Funny how last time I wrote, I was already complaining about not seeing Jonah, about feeling shut in, about the brave new world.  It had been 20 long days since Andy and I were with him, celebrating his 18th birthday.

It would be 92 more days before we’d see him again.  

Last Sunday, Father’s Day, I finally drove down to Andy’s apartment and together we visited Boo on the Anderson campus for a scheduled hour.   We brought masks, hand sanitizer, 2 new pair of swim trunks, bubble & balloon toys, 2 McDonald’s chicken sandwiches (no lettuce extra mayo), and a sugar jelly donut from Dunkin’ Donuts, nutirition be damned.  It was Thanksgiving and Christmas and the 4th of July and everyone’s birthday and Mother’s and Father’s Day all rolled into one.  We were there with him in person.  This called for celebration!
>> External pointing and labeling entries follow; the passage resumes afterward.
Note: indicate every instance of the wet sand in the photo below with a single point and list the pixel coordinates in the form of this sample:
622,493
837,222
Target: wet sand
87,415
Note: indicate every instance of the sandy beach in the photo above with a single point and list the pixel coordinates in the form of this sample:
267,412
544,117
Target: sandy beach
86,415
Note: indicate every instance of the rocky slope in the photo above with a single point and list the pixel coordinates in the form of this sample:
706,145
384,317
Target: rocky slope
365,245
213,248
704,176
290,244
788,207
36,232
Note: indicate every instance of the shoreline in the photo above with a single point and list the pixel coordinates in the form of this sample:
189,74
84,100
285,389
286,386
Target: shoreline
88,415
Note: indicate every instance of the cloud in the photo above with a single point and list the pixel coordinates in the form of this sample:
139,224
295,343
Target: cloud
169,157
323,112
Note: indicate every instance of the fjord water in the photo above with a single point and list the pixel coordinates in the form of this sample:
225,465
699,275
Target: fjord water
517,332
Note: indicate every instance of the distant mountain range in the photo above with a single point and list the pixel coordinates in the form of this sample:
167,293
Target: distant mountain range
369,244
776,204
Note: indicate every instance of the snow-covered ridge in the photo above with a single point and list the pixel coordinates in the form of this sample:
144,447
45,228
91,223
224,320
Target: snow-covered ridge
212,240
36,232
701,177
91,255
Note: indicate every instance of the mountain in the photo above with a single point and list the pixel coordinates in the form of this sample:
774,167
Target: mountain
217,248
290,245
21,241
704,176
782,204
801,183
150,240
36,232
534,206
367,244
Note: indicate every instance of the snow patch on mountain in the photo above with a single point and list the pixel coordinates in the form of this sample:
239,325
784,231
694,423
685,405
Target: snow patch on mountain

Jonah’s house manager and primary caregiver, Briana, set up a picnic table in the shade – she’d thoughtfully brought me a pretty potted verbena flower and hooked Jonah up with a big tub of gummy worms.  She’d waited until just a few minutes prior to tell him we were coming.  Confused, he headed for the office where he always sat for video visits.  No, she told him.  They’re coming here to see you!  He didn’t comprehend this, and we were wary, not sure what to expect.  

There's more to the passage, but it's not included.